Anything can be dangerous if one doesn't know how to use it, even a fork. Get some training and keep it. You will be amazed how useful a good tabesaw is around ther shop!

robert hainstock
11-21-2008, 5:51 PM
I sold my 12in Jet table saw four years ago because at my advanced age and health problems, I still can count all ten digits and want to keep it that way. I can cut every thing I need on my Rockwell, (Delta) 12in bandsaw. There is lots of good advice here, but not for me. :eek::eek::)
Bob

Mike Lipke
11-22-2008, 8:46 AM
"Any tool can be dangerous, even a fork"

Mike Lipke
11-22-2008, 8:50 AM
Okay, here is the 'rest of the story'

Harvey M. Taylor
11-22-2008, 1:04 PM
You can spend 50 or 60 bucks for a commercially made gripper if you want to. I am too thrifty[read as cheap].Itake a 2X4 about 10 or 12 in. long, glue a three-eights strip at the back on the 4 inch end , no screws.on the top, one or 2 dowels glued in as a handle or cut a slot to fit a plywood handle to push with.Set the blade a quarter in. higher than the workpiece and use the home-made gripper to hold the workpiece down on both sides of the blade and saw away. too many grooves?put the strip of plywood at the other end as a pusher, and saw away. when too ragged to use, get another 2x4 and start over.Simple. Max.

John Gornall
11-22-2008, 1:26 PM
Go to the DIY network and find an episode of David Marks woodworking. You'll have to watch the commercial and then a brief introduction by David Marks then you see the show intro segment and video.

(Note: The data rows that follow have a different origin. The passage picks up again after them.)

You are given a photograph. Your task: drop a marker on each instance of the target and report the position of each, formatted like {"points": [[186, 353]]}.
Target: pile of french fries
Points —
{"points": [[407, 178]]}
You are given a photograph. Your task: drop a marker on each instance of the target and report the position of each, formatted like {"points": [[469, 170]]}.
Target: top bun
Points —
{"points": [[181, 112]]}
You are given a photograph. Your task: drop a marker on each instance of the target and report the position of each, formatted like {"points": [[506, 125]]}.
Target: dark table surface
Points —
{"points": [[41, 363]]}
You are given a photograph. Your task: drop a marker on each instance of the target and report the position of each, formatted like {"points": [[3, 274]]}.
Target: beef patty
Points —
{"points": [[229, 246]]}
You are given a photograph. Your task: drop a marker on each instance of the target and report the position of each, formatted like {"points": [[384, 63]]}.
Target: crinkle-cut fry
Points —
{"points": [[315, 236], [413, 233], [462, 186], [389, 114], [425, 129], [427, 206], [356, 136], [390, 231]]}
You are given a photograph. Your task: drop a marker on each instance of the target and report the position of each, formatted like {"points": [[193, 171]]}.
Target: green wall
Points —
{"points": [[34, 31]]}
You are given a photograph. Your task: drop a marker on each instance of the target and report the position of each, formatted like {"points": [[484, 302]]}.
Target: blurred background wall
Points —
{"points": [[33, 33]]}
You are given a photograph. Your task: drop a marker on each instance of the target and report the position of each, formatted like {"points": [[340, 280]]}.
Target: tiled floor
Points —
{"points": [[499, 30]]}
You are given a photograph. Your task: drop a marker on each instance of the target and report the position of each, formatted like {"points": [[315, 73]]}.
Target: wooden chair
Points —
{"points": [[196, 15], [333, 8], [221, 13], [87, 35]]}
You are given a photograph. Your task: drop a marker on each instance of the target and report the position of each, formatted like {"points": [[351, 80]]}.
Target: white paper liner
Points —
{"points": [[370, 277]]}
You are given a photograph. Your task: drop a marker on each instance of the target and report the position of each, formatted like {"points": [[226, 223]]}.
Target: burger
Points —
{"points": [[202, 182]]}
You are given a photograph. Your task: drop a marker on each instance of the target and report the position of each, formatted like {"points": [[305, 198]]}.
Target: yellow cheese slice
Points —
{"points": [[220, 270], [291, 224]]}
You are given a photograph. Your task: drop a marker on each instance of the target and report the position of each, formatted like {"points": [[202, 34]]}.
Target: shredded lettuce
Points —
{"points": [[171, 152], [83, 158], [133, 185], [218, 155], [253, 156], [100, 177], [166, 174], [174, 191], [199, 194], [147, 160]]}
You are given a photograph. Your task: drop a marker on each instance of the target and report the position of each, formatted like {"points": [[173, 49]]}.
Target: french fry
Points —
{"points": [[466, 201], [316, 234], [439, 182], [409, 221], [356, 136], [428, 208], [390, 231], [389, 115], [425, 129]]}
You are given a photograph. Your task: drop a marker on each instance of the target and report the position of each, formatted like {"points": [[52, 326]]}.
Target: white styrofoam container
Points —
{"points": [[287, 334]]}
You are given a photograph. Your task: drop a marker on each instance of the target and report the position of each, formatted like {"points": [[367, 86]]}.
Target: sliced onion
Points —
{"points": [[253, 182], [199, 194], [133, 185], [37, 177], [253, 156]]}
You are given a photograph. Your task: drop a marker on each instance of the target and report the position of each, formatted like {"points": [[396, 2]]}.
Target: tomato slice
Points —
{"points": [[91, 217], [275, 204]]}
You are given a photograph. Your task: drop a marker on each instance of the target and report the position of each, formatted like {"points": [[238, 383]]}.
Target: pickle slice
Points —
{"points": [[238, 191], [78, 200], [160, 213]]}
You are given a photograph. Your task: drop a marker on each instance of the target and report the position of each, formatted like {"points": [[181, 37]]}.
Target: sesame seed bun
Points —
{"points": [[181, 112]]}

Watch this video and you'll see David cutting a piece about 1/4 thick by 2 deep by 1 1/2 wide on a tablesaw safely. It'll give you a good idea of how to set up your saw to cut small pieces. The table saw is a do all machine but often needs specific setups to do some jobs safely.

Malcolm Tibbetts
11-22-2008, 4:01 PM
Doug, short answer - keep the table saw. You'll kick yourself later if you sell it. There's been lots of good safety advice. In general, there's usually always a safe way to perform required cuts on any saw. With relatively small pieces, my unversal advice is, whenever possible, attach the small piece to something bigger. In the case of small bottle stopper stock, a homemade sled with a clamp simplifies the chore and takes most of the danger away. I use a wide variety of table saw sleds.

Kaptan J.W. Meek
11-22-2008, 5:13 PM
I was too slow to respond and Brodie beat me too it.. My dad is my "wood work" partner and fortunatly he can do almost anything with a table saw.. He teaches me about the saw, and I teach him about the lathe. Take a class, beyond safety, you can learn about making jigs and stuff that will open a whole new world of things that can help your turning projects. Don't get rid of your saw, learn it. The cross-cut sled is a BIG help.. at least learn about that..

doug young
11-22-2008, 8:59 PM
Thank you everyone, The advice was great. This forum is amazing. thanks again. doug

Rusty Smith
11-24-2008, 5:18 PM
Doug,
I didn't read through all the responses so maybe you have already gottent this. There is a pretty good write up on making a sled for cutting segments here: http://www.turnedwood.com/framesled.html

I think this is the same design that William Smith uses and describes in his book Segmented Wood Turning. The book by Malcolm Tibbetts also has jig making instructions in his book The Art of Segmented Wood Turning - A Step-by-Step Guide.